During the course of her career Gurr’s compositions retained emotional content as they evolved from a naturalistic to a semi-abstract cubist style. Discussing this trend, she once told an interviewer that as her work tended toward increasing abstraction she believed it nonetheless “must have some kind of human depth to it.”
Lena Gurr
Lena Gurr, born in Brooklyn in 1897, studied at the Brooklyn Training School for Teachers, the Educational Alliance Art School, the Arts Students League with John Sloan, and with Maurice Sterne in Paris as well as in Mentone and Nice, France.
Gurr was a member of the Artists League of America, the National Association of Women Artists, the New York Society of Women Artists, the Brooklyn Society of Artists, Audubon Artists and the American Artists Congress. She exhibited in numerous exhibitions held by these organizations as well as the Whitney Studio Club, National Academy of Design, Virginia Museum of Fine Arts, Brooklyn Museum, and the 1939 World’s Fair.
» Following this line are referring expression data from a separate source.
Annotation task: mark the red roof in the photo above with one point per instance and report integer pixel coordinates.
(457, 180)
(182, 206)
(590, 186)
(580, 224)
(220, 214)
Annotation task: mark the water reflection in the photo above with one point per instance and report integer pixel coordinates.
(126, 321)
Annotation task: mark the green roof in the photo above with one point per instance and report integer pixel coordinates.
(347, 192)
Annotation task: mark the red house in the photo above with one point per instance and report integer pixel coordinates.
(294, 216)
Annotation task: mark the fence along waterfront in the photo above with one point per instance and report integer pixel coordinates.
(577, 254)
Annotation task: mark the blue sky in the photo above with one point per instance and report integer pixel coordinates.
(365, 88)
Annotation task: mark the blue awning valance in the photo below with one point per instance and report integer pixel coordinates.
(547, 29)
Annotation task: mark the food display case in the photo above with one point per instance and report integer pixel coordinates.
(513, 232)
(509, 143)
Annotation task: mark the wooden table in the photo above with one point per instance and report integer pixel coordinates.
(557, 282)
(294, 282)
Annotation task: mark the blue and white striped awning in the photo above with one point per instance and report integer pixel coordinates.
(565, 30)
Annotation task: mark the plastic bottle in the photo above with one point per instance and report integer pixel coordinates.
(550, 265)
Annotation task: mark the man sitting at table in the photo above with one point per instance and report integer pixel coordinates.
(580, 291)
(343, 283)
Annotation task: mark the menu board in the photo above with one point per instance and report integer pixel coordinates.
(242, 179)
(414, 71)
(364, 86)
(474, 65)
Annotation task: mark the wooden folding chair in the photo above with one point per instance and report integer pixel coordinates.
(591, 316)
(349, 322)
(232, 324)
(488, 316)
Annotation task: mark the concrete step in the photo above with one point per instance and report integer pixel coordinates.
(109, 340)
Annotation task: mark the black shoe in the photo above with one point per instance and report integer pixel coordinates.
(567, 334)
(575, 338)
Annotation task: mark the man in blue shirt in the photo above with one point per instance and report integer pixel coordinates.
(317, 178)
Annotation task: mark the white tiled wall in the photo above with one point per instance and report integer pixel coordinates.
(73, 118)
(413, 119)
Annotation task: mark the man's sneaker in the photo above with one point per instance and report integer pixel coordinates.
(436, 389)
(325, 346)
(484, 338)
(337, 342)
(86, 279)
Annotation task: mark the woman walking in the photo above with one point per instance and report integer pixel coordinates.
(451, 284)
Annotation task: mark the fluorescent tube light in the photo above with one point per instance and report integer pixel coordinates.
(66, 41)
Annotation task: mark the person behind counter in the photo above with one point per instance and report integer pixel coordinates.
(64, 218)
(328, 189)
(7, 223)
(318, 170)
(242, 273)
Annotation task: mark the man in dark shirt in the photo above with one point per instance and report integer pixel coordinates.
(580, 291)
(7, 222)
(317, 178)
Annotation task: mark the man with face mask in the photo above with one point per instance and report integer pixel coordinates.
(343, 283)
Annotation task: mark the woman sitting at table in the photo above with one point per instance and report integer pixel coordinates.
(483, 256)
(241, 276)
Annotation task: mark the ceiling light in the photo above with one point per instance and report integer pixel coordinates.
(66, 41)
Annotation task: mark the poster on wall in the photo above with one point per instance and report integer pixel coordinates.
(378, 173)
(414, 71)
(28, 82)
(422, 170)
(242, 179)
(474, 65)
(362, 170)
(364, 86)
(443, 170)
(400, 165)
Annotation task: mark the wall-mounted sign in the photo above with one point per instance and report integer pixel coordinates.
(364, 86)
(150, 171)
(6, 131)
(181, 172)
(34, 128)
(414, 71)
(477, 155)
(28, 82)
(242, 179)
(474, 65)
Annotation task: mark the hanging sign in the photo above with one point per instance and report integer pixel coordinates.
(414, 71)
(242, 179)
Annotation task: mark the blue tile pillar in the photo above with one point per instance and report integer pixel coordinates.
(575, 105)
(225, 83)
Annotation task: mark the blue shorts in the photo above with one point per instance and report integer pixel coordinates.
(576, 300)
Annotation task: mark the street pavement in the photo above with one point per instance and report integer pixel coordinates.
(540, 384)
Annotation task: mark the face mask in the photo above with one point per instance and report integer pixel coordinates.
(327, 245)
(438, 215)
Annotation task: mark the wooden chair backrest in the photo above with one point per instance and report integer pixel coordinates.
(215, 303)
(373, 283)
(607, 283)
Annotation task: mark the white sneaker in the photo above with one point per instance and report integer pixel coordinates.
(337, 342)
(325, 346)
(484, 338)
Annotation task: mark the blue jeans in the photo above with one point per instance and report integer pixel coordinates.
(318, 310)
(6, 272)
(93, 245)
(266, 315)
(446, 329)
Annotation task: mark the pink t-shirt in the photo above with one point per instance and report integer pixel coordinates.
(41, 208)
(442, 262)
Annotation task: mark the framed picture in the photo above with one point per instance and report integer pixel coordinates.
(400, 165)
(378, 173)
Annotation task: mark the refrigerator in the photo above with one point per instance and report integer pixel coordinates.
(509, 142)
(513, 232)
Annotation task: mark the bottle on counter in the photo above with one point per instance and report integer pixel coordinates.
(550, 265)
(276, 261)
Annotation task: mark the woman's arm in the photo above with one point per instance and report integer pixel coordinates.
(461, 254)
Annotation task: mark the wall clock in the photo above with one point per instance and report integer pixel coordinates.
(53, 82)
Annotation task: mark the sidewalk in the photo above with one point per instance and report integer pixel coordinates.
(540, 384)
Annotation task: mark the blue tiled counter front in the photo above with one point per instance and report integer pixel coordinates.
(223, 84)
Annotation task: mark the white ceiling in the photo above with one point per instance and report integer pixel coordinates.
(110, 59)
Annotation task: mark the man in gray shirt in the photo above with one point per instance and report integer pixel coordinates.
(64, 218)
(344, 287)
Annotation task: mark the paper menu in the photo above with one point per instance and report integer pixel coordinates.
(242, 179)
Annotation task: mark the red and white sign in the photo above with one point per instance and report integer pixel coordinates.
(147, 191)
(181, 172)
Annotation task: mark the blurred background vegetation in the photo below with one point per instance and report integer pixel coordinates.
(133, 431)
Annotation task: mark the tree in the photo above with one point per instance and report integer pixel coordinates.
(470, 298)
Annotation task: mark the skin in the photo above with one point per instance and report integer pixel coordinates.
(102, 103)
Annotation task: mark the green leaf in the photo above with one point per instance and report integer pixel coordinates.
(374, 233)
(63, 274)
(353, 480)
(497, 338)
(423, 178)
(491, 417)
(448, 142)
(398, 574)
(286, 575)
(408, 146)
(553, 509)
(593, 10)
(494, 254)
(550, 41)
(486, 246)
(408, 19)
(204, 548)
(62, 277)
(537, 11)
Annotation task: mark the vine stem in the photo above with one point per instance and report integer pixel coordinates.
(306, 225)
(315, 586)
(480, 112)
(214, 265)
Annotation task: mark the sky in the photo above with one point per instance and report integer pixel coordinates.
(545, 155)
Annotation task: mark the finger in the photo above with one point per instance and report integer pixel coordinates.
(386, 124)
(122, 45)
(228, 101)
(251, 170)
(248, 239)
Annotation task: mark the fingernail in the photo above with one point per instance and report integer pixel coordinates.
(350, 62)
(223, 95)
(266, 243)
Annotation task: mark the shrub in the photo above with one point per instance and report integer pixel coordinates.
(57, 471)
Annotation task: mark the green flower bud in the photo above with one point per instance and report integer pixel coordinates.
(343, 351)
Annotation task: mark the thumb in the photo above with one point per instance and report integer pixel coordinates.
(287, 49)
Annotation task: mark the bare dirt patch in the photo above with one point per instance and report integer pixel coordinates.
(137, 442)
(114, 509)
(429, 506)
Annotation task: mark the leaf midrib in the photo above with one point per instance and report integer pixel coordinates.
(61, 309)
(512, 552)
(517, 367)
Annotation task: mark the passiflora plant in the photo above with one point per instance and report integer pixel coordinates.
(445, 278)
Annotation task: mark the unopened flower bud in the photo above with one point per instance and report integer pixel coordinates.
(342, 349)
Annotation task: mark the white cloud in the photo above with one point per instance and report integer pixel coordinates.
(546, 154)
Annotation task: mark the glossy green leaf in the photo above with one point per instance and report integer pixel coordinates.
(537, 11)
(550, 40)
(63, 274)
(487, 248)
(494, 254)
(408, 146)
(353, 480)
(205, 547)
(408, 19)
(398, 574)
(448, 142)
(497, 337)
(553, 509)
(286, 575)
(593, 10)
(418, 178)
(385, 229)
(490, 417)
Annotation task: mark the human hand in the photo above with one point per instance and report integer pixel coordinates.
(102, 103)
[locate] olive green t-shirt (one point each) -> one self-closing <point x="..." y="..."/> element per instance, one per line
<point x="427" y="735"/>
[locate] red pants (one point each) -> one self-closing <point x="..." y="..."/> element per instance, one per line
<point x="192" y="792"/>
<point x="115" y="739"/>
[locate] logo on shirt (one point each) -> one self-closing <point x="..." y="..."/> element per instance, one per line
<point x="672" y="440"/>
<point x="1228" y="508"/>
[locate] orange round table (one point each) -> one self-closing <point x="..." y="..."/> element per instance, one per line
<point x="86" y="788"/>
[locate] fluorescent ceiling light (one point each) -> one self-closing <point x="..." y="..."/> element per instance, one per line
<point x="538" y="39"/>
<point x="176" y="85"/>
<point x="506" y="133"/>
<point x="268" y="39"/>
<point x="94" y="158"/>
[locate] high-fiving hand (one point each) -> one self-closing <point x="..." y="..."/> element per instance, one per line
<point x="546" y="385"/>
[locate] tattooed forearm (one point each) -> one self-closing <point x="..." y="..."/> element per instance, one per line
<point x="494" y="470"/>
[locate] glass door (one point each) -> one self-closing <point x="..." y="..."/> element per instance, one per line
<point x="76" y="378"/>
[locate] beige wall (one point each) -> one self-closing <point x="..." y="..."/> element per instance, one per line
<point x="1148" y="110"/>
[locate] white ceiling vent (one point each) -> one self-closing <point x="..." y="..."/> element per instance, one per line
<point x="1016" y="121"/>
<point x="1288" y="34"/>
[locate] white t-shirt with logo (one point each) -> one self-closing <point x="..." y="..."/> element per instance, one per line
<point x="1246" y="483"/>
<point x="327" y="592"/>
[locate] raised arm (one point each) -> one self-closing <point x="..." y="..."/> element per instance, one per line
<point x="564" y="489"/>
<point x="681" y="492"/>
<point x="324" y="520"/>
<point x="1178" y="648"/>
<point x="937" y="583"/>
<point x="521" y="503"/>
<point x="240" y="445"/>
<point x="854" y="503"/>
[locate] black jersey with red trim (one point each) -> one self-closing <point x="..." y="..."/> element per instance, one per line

Her work is included in the collections of the Biro-Bidjan Museum, Russia and the Library of Congress, where she has been selected as a “Curator’s Choice” in the Smithsonian Archives of American Art. In addition to her career as a painter, lithographer and serigrapher, she also taught art in the New York City public school system. She had three solo exhibitions at the ACA Gallery in 1935, 1939 and 1945, and a retrospective in 1963.
Notable among Gurr’s colleagues – many of them WPA artists – were Mary Cecil Allen, Mary Ascher, Dorothy Block, Jean Antoine DeMarco, Emma Ehrenreich, Clara Fasano, Ralph Fabri, Juliana Force, Minna Harkavy, Rockwell Kent, Karl Knaths, Louis Lozowick, Ross and Dorothy Moffett, John von Wicht and Lynd Ward.